One particular of the wonderful things about working at Wolf Movies is that lots of people there are prepared to critique your other perform, Lozoya said. That involve his 2016 element film “How We Met,” an action-comedy-romance about a few whose blind date goes horribly wrong when they unintentionally destroy a crooked cop and have to cover it up.

Lozoya and close friend Chadwick Hopson wrote the script in a week, grabbed a few of buddies to help make, and filmed in Flagstaff, Ariz., the summer season among get the job done on “SVU.” Flagstaff, his friends’ hometown, turned out to be a excellent put to movie.

“We might go to these small business proprietors and say, ‘Hey, we’re intrigued in filming something listed here at your locale. How a great deal would it value?'” Lozoya mentioned. “And they would be like, ‘Oh, you know, we do not have any money right now to give you for you to shoot listed here.’ And we had been like, ‘No, no, no, we want to pay back you.'”

Hopson also starred in the film. His co-star is Christina Moses, now part of the main cast of ABC’s “A Million Minor Factors.” With a funds of just $1,200, the only lodging they could supply her was Hopson’s childhood bedroom.

To get the movie shot in a 7 days without having exceeding the variety of several hours Display screen Actors Guild actors can function for every day, Lozoya experienced to do some artistic and exhausting scheduling. Creating the motion picture taught Lozoya a lot more than any other job has and was excellent preparation for his promotion to editor at “Chicago Fire.”

He describes “How We Met” as a “bit of a university-slash-stoner comedy.”

“Truthfully, I was just striving to make a enjoyable motion picture,” Lozoya explained. “Persons expect, getting that I work for ‘Law & Buy,’ it to be superior-brow materials, stuff that you are definitely heading to feel about.

“Granted, I do assume there are a lot of really amazing emotional moments and incredibly fantastic items you could acquire away from the motion picture. But I know that it is not going to win an Academy Award anytime shortly.”

Acquiring fast paced

As a great deal as Lozoya loved taking pictures a function, he needs to hone his craft as a tv director. He also enjoys the rapid turnaround of episodic operate. He began capturing “At the time On a Time in El Barrio” in February, concluded it at the starting of March and saw it air April 7.

Ortiz-Gil, even now an editor on “SVU,” mentioned “When Upon a Time” was 1 of the ideal episodes of this time, and he expects Lozoya to get extra directing assignments. The actuality he can equally edit and immediate, and that there are nine hourlong Dick Wolf displays, bodes effectively for his job, Ortiz-Gil explained.

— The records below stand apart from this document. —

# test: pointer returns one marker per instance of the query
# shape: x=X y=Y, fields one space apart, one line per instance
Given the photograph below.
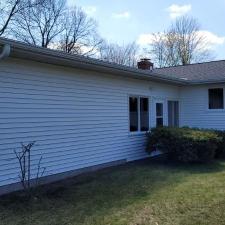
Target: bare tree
x=124 y=55
x=41 y=24
x=80 y=34
x=25 y=164
x=8 y=10
x=181 y=44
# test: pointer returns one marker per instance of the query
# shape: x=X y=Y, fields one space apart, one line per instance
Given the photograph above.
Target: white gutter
x=5 y=51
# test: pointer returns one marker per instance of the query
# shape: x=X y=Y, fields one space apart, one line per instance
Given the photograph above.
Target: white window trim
x=215 y=110
x=163 y=112
x=139 y=117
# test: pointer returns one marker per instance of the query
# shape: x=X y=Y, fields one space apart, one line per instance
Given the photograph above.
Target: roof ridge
x=192 y=64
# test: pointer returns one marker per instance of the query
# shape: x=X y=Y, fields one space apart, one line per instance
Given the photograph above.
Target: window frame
x=219 y=109
x=139 y=114
x=179 y=105
x=163 y=112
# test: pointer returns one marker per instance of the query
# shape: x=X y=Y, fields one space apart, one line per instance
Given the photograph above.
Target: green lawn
x=140 y=193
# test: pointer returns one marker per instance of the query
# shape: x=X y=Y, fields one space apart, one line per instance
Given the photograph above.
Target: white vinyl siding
x=77 y=118
x=194 y=108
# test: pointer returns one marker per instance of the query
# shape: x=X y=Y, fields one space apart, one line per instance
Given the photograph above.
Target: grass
x=139 y=193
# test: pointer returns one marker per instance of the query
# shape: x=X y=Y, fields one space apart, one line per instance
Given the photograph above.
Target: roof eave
x=29 y=52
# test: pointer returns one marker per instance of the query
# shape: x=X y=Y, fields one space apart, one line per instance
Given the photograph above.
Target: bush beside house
x=186 y=144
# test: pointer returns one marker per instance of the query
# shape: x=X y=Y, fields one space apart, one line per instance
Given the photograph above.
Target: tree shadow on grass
x=98 y=193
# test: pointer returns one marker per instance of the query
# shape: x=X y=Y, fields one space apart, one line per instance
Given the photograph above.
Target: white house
x=85 y=114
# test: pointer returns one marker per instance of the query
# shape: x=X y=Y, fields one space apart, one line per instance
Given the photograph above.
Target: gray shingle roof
x=208 y=71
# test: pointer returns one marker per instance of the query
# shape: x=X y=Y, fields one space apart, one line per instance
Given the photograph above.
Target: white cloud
x=211 y=38
x=145 y=39
x=178 y=10
x=122 y=15
x=90 y=10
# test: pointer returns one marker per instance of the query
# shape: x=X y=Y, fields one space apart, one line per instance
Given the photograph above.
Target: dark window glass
x=133 y=106
x=159 y=109
x=144 y=114
x=173 y=113
x=159 y=114
x=159 y=122
x=215 y=98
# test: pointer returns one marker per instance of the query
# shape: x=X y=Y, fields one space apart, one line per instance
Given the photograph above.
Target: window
x=139 y=114
x=173 y=113
x=159 y=114
x=215 y=96
x=133 y=102
x=144 y=114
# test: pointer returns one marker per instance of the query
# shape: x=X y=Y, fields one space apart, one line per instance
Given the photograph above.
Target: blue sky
x=124 y=21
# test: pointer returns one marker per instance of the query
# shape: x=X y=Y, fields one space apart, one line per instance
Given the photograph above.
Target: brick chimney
x=145 y=64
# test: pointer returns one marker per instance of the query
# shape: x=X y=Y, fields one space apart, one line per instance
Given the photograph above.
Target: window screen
x=144 y=114
x=216 y=98
x=133 y=108
x=159 y=114
x=173 y=113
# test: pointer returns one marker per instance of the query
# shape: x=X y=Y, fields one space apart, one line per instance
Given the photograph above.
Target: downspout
x=5 y=51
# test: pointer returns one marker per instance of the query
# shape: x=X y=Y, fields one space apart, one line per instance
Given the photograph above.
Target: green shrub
x=184 y=144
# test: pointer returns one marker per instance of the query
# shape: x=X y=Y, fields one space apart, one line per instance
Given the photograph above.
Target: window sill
x=137 y=133
x=215 y=110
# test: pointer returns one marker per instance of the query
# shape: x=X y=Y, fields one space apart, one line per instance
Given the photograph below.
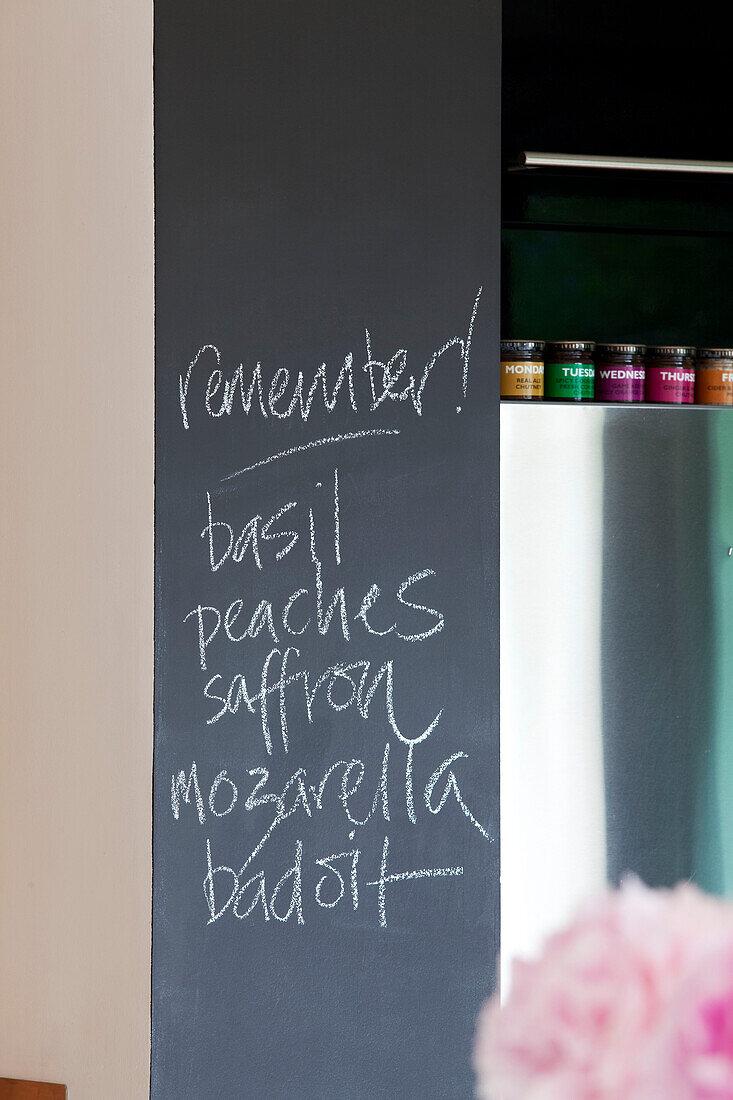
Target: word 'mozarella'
x=284 y=394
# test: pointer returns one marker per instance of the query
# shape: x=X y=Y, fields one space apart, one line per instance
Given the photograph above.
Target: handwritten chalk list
x=326 y=847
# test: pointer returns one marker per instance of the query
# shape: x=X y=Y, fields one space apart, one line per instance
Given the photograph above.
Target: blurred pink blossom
x=617 y=1005
x=692 y=1055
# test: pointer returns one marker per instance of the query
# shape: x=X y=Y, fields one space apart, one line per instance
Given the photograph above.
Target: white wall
x=76 y=513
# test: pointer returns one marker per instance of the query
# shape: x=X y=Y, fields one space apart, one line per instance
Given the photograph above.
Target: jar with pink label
x=670 y=375
x=620 y=373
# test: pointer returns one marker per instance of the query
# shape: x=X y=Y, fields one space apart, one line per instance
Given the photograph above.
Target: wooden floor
x=30 y=1090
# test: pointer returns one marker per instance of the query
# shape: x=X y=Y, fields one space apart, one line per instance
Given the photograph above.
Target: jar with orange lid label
x=713 y=376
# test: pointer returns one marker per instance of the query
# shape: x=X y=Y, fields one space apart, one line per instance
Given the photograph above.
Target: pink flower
x=692 y=1056
x=581 y=1021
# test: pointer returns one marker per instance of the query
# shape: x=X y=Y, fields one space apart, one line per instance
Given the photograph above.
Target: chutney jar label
x=669 y=385
x=620 y=384
x=522 y=380
x=569 y=382
x=713 y=385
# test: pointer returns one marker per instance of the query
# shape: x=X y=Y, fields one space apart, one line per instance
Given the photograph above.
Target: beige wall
x=76 y=507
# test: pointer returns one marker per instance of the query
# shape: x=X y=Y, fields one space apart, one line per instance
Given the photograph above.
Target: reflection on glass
x=616 y=652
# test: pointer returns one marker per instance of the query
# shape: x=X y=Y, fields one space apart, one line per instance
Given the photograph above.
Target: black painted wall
x=324 y=169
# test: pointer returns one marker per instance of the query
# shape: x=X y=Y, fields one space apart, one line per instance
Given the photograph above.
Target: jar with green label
x=569 y=371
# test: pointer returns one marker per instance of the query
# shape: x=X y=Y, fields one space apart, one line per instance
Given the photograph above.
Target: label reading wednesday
x=283 y=688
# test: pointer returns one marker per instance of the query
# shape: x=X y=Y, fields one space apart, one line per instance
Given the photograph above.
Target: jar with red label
x=713 y=376
x=670 y=375
x=620 y=373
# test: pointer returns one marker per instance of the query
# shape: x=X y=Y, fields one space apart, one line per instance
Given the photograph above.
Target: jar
x=670 y=375
x=620 y=373
x=569 y=371
x=713 y=376
x=523 y=370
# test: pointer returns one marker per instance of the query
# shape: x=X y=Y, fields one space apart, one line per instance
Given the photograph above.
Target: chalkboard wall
x=326 y=779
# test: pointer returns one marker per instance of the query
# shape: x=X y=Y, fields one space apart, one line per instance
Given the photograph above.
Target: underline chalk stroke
x=309 y=447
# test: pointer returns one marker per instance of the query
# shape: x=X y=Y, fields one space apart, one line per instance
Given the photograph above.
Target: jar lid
x=714 y=352
x=581 y=347
x=525 y=345
x=668 y=351
x=620 y=349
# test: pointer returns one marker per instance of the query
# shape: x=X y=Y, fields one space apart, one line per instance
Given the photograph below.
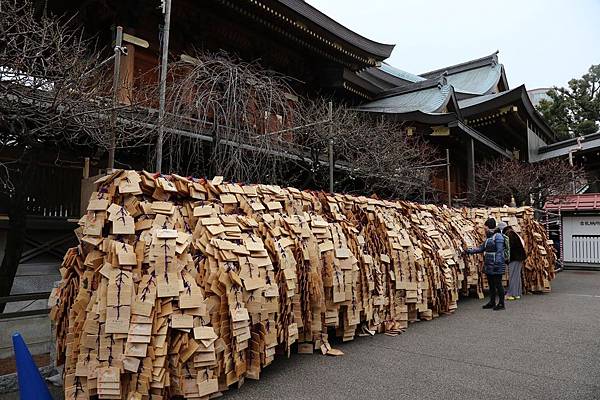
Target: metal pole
x=116 y=86
x=448 y=177
x=163 y=84
x=330 y=147
x=572 y=172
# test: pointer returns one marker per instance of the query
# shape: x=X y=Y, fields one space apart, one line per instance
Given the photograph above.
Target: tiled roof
x=581 y=202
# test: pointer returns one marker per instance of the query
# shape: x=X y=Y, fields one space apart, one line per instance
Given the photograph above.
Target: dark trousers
x=496 y=289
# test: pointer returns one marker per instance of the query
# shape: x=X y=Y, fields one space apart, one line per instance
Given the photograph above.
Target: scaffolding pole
x=164 y=60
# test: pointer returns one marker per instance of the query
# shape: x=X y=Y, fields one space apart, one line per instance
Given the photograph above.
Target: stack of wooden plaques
x=182 y=287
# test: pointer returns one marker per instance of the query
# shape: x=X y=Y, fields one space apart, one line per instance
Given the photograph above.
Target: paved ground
x=542 y=347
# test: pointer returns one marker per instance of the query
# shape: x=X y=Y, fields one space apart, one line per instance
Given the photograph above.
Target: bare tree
x=530 y=184
x=238 y=114
x=373 y=155
x=55 y=93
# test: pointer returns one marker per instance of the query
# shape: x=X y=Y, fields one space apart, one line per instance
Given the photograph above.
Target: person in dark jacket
x=515 y=266
x=493 y=262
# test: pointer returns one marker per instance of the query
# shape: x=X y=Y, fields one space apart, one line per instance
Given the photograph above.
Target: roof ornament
x=443 y=79
x=495 y=58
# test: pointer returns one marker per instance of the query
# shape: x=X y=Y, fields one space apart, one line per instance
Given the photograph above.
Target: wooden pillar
x=127 y=76
x=471 y=165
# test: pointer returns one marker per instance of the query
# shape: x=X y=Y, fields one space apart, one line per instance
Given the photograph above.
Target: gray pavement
x=541 y=347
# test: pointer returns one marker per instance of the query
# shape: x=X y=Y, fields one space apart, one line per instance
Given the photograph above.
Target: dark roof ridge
x=491 y=59
x=414 y=87
x=370 y=46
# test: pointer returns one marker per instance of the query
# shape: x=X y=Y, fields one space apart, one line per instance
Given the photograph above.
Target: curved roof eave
x=380 y=50
x=505 y=98
x=419 y=116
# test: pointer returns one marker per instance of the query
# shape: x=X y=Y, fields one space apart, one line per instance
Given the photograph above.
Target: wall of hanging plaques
x=183 y=287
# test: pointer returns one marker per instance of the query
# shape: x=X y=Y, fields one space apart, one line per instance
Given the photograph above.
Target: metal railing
x=24 y=297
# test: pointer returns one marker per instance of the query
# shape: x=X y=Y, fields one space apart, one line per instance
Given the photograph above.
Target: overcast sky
x=542 y=42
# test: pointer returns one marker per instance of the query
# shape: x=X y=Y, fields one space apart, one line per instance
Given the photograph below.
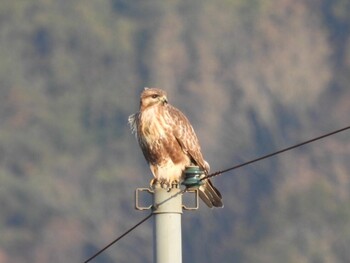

“He can be so fast paced that he has to switch issues down,” Ortiz-Gil predicted.

When Lozoya made his “SVU” directorial debut, he emailed Slaughter to let her know. He instructed her how much he appreciated the schooling and help he been given from her at CSUB.

“He is a incredibly remarkable man,” Slaughter claimed. “If we experienced any very small part in him finding there, we are thrilled.”